Aún desconozco si eso me benefició o me marcó más de lo que ya lo hizo un día. Creo que la desesperación del momento por no caer en los brazos del inoportuno Morfeo me hicieron llegar a la conclusión de que necesitaba una buena dosis de anfetaminas, algo que supiera que podía mantenerme despierta durante los 45 minutos que quedaban para salir de allí. A falta de cafeína o aire frío, ¿qué mejor anfeta que el dolor?

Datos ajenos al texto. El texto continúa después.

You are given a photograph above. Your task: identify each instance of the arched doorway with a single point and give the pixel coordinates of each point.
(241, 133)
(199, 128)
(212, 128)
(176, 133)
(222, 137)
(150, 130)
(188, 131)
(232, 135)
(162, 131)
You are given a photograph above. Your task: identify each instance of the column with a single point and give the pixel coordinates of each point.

Sólo leer me sirvió para despertar la más vieja y dolorosa herida que recuerdo. Me remonté al 2009 buscando eso en frases que no terminé de comprender, sentimientos que no conocía, momentos que no recuerdo porque parece ser que no me fueron revelados. Acto seguido, el objeto de mi búsqueda cambió. Sabía lo que iba a encontrar, y lo peor de todo es que sabía lo que eso supondría, pero eso no paró mi búsqueda.
Conforme iba comprendiendo ciertas cosas a mi manera, el dolor se acrecentaba, por lo que mi soporífero estado iba desapareciendo. Bien, al menos estaba consiguiendo lo que quería. Pero en esos momentos había olvidado el por qué de aquella acción. Ahora sí estaba viendo eso. Ahora sí había llegado a la parte interesante, a la parte en la que todo comenzaban a salir. Borbotones. Chorros. Lava ardiendo. Ni el más frío y duro guijarro era inmune a eso. Por supuesto, un estúpido trozo de carne no iba a sobrevivir a aquel mar de fuego. Se derritió como si una llama hambrienta hubiera rozado una botella de plástico. La carne no prendió fuego, no dejó cenizas a su paso; por el contrario dejó un reguero de sangre, líquido que pronto retomaría su forma habitual.